第15話

「おはようタック。寒くなかったの?」

「おはようルーシア。マントを三枚出していたから、平気だったよ」


 季節もあるんだろうな。

 二人に尋ねると、今はちょうど春から夏に移り変わる時期だという。

 この世界でも春夏秋冬の言葉があたので、分かりやすくてよかった。


「せっかくだし、ライド獣でこのまま移動しようと思う」


 とはいえアルパカはネタライドだ。可愛いと人気ではあったけれど、移動速度は人が走る速度と同じぐらい。

 僕ら三人だとちょうどいいのがある。


 取り出す前に、どうやってライドエッグに戻せばいいのか。

 アルパカのどこかにスイッチとかあるのかな?

 そう思って触ると【ライドエッグに戻しますか】と、ゲームでは右クリックすることで出てくるメッセージが浮かんだ。

 

 なるほど。触ればいいのか。

 じゃあ次のライドエッグを取り出し、目的のライドを呼び出す。


 ダチョウのような鳥のモンスターのピョロロ。

 背中には鞍が一つだけれど、後ろには人力車がベルトで括りつけられている。

 合計3人が乗れる、ライド獣だ。

 ピョロロだけなら移動速度はプレイヤーの5倍。人力車をつけることで少し下がるが、それでも3倍のスピードが出る。


「これに乗っていこう!」


 さすがに人力車を走らせるとなると、街道を行かなければならない。

 例の奴隷商人のことは気にはなるけれど、ピョロロに乗ってすれ違っても気づかないだろう。

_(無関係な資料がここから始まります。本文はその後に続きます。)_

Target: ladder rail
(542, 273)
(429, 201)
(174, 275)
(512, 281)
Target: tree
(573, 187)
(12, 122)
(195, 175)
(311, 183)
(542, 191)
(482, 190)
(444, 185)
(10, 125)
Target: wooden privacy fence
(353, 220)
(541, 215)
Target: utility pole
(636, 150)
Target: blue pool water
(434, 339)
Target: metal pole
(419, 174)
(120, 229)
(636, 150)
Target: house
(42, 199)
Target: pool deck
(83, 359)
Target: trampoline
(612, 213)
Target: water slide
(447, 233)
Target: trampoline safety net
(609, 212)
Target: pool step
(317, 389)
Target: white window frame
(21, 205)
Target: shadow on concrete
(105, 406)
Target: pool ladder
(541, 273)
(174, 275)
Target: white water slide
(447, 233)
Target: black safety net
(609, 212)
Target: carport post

 念のため二人には髪型を変えるための頭装備を出してあげた。


「アーシアはメイドのヘアバンドとリボン。ルーシアには鈴つきのリボンだ。髪はさすがに結べないから、どう使うかは任せることになるけど」

「大丈夫です。髪は結えますので」

「やだ、かわいい」


 鈴の付いたリボンを、ルーシアは気に行ってくれたようだ。

 二人が髪を結い終わるのを待って朝ご飯に。

 それから出発だ。


 ゲームだと休みなしで走らせられるのだけど、現実じゃそうはいかないかな。

 そう思っていたんだけど、このピョロロは特に疲れた様子も見せず、ずっと走り続けてくれた。

 ライド獣もゲーム仕様なんだろうか。


 お昼だいぶん過ぎたところで地図の下に現在地アイコンが停滞。しばらくして次のエリアの地図へと変わった。

 停滞しているのは、もしかしてゲームの地図と実際の地形の尺が違うとか、そういうのなのかな。


 その地図を見る限り、今のスピードでも町への到着は夜遅くになりそうだ。

 そのことを二人にも伝え、途中で一度晩御飯休憩をとることに。


「今日は思い切ってこのおにぎりにします!」

「ごくりっ。な、中に何が入っているのよ」

「あぁ。お、お肉の匂いがします」

「そう。お肉だ。焼肉だ!」


 筋力と肉体のステータスが30分間+1されるおにぎりだ!

 料理レベルが高ければ、最大+10までされるんだけれども。ミーナから買ったのはすべて+1補正のものばかり。

 ネタとしてイベントの賞品にするための物だったからね。

 だけどお腹を満たすのが目的ならそれで充分だ。


 二人は焼肉おにぎりを気に入って、それはそれは愛おしそうに食べていた。


 そのあと周囲を確認すると言って二人が巨木に上って行くと――


「ご主人様っ、町が見えました!」

「タック……さまの予想より少し近いんじゃないかしら」

「え? 本当に?」


 僕の地図だとここからもう少し南にあるんだけれども……300年の間に別の町でもできたんだろうか。


 巨木に上った二人に視線を向けると、その時僕は知ってしまった。


 アーシアは黒。

 ルーシアは白。


 二人が選んだ水着の色を、僕は知ってしまった。